Some of those modern singers lament their existential blues with bourgeois frippery in the periphery. Xmas lights? Whatever, the world’s a hole!

Urban rap takes this to heart, evidence MaRlo with “Christmas Lights.” Even if you get killed, man. Lights.

Swagkasper23 calls out the indifference of those “Christmas Lights,” even if he dies… Again rap for the loss.

Closed Heart Surgery rounds out our rap needs with “I Hope Christmas Lights Burn Your House Down.” I suspect girl troubles started it.

Young Statues echo alt “When the Lights Go Up” as a surrender to the inevitable.

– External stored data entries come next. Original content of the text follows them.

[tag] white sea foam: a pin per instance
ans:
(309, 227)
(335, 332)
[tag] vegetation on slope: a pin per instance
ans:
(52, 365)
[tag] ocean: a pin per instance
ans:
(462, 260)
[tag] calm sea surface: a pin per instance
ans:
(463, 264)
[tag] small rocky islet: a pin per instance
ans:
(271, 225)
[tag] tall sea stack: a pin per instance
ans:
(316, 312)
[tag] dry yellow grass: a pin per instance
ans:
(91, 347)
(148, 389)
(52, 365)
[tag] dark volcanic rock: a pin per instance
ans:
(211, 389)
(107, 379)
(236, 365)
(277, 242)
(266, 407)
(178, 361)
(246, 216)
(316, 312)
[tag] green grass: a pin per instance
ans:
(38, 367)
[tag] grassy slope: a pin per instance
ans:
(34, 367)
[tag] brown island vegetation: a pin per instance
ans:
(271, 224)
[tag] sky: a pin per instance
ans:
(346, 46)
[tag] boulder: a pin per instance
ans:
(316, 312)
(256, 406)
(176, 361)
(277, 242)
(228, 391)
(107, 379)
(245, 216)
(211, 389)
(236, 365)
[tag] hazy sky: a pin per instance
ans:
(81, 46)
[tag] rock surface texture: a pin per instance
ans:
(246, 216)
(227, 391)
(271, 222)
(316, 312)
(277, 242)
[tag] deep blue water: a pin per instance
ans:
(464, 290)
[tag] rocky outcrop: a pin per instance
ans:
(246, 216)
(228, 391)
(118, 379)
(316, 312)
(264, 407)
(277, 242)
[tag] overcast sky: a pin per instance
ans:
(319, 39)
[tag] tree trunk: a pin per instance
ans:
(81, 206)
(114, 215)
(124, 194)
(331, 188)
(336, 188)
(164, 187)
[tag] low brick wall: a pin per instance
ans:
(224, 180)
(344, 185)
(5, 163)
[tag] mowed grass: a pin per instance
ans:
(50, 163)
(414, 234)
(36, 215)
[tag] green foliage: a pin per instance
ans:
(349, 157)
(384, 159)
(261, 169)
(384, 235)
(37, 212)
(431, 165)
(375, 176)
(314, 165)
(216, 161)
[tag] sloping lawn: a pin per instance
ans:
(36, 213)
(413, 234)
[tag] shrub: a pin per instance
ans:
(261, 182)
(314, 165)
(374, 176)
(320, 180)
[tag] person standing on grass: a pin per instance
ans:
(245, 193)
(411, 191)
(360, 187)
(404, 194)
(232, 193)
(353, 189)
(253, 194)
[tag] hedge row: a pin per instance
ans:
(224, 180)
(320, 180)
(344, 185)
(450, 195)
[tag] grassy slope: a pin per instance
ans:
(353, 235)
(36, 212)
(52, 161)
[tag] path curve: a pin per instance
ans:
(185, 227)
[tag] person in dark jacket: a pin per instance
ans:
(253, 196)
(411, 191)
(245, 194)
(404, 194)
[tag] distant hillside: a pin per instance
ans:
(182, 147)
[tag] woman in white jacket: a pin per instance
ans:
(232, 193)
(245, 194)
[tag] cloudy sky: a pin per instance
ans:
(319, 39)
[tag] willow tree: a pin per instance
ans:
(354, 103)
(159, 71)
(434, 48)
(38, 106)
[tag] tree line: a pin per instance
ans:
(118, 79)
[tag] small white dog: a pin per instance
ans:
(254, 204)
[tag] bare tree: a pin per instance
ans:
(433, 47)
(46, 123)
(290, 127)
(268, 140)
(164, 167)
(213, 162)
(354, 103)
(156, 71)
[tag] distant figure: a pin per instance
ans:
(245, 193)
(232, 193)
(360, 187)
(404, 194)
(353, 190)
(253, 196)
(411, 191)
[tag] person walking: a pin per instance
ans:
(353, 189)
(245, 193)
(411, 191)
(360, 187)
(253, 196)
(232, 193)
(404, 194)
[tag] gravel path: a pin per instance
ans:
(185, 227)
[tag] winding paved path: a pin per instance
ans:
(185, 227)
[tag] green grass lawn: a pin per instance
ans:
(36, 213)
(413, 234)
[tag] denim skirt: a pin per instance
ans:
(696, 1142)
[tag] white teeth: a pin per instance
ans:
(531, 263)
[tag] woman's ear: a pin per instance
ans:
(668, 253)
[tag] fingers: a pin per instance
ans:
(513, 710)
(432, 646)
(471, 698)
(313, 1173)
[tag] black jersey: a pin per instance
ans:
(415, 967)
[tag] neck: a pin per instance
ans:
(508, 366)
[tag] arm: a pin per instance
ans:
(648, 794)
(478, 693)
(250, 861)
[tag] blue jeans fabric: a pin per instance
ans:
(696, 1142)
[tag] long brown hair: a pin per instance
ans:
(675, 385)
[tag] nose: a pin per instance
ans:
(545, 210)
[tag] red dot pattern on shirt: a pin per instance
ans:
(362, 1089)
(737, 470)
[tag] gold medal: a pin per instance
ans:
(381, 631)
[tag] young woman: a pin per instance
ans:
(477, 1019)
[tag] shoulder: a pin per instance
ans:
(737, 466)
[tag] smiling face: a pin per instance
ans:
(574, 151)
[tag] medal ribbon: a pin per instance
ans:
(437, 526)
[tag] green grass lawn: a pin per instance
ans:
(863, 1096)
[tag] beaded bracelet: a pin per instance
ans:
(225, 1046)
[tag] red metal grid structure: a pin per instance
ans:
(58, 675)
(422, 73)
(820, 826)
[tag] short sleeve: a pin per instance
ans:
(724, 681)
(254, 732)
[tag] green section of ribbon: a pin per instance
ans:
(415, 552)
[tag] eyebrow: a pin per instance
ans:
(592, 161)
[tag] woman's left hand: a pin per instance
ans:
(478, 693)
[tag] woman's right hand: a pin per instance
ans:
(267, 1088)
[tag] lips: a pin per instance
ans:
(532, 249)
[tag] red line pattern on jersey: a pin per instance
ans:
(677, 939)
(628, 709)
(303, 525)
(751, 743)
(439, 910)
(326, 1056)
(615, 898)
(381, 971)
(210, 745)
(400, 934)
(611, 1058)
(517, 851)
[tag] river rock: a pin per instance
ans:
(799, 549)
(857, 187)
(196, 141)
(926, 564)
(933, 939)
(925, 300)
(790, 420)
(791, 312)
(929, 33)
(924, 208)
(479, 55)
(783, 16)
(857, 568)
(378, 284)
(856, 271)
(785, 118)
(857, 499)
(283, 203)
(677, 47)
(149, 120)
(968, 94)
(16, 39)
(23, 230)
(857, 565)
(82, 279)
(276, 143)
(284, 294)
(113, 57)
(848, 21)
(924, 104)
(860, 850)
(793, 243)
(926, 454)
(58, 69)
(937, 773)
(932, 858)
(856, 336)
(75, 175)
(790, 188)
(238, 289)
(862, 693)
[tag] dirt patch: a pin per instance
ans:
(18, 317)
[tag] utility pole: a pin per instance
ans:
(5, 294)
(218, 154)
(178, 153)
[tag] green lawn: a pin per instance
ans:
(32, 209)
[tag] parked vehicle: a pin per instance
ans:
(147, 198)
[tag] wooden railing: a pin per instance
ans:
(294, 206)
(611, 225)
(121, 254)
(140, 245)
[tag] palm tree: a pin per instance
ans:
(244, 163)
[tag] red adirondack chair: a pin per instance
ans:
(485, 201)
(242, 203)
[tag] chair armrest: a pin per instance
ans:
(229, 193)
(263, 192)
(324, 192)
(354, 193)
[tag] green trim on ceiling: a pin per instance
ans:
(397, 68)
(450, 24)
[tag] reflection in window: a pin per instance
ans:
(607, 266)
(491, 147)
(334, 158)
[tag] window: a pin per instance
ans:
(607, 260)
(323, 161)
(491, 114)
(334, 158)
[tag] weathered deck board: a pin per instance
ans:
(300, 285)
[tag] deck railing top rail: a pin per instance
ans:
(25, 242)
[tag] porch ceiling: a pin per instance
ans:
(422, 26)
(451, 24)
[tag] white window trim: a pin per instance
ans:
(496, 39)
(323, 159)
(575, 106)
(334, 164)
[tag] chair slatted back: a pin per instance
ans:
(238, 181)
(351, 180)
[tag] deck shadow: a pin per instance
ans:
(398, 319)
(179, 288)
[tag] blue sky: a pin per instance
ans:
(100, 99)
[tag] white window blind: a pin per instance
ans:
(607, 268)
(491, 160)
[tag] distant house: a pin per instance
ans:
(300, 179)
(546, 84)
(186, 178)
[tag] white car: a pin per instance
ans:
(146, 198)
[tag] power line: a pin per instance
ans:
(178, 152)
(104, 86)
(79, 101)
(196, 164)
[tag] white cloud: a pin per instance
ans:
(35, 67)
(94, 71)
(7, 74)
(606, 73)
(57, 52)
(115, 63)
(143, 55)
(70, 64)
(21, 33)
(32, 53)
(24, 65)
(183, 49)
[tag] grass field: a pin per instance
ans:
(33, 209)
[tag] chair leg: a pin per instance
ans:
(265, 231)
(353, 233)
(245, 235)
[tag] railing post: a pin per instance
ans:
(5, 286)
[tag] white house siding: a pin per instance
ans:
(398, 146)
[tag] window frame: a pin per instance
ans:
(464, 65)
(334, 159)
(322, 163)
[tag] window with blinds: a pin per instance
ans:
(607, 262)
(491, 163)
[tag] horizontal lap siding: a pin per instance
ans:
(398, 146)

Austin Hartley-Leonard dreams about being “Under Christmas Lights” as a symbol of emptiness (echo echo echo). Resigned maudlin folk.

WTF Lights

Sometimes the lights are in your face, all over the place, too fast to chase… and you can’t draw a bead on their meaning. It means that your meds aren’t working, or that lights have outgrown their symbolic roots and have become the new reality. Cope!

Monica hypnotically chants about Christmas night and how “I Saw Light.” I’d give it a BLUE ALERT if i could understand it.

Darlene Como similarly warbles and creates, now with fewer actual words, a strange world for the holidays with “Twisted Christmas Lights in Romantic India.” May i presume so much that all is not well here?

FoloSound colors outside the rap lines with a story of love(?) and heartbreak(?) (or just music) with “808s & Christmas Lights.” The 808s from aught i can gather is the electronic beat machine setting the rhythm here.

Eric Lichter gets coffeehouse beat poet in “Christmas Lights for Matadors.” This balletic word salad may yield to explication, but i’ll swim and sway happily regardless (mostly to the banjo parts). Fine alt-folk.

Fireplace Lights

We’ve embraced several light sources into our ragtag theme of Christmas Light Songs. So, why not the home’s hearth? It’s where the stockings are hung and Santa appears. And–the Yule log (which should be so dambig that you burn only part of it each of the twelve nights of Xmas)!

Dave & Jeannine rascal the country fiddlin’ for a bad recording “Put Out the Ol’ Yule Log.” Seems forgetting to darken the fireplace will cause some down home regret. Or some two-steppin’.

Black Oak Coven’s album The Homebrewed Book of Pagan Carols offers a “The Yule Log” song about blessed light in the home. It ain’t Christian, but it is holy. Medieval throat boxing.

That, natch, brings us to Prof. Peter Schickele’s “Throw the Yule log on Uncle John.” This parody of Dark Aged chorale ronds is great fun for all teen-aged ironists, including Emerald City Voices.

Also outre, Hot Buttered Elves get psychedelic garage with “Larry was a Yule Log,” in which the holiday centerpiece is anthropomorphized with horrifyingly danceable results.

Let’s retire with a sprightly folk pop piece about the fireplace in the work-a-day world. Sure I could include some random anonymous spoken word piece from the 1960s (hi-fi test album??) about how-to make a Christmas fire…

…but let’s cut instead to Joshua Hyslop’s “Winter’s Night.” The ambience is vibrant, and i’m pretty sure all is well in this world–thanks to the smoldering hearth.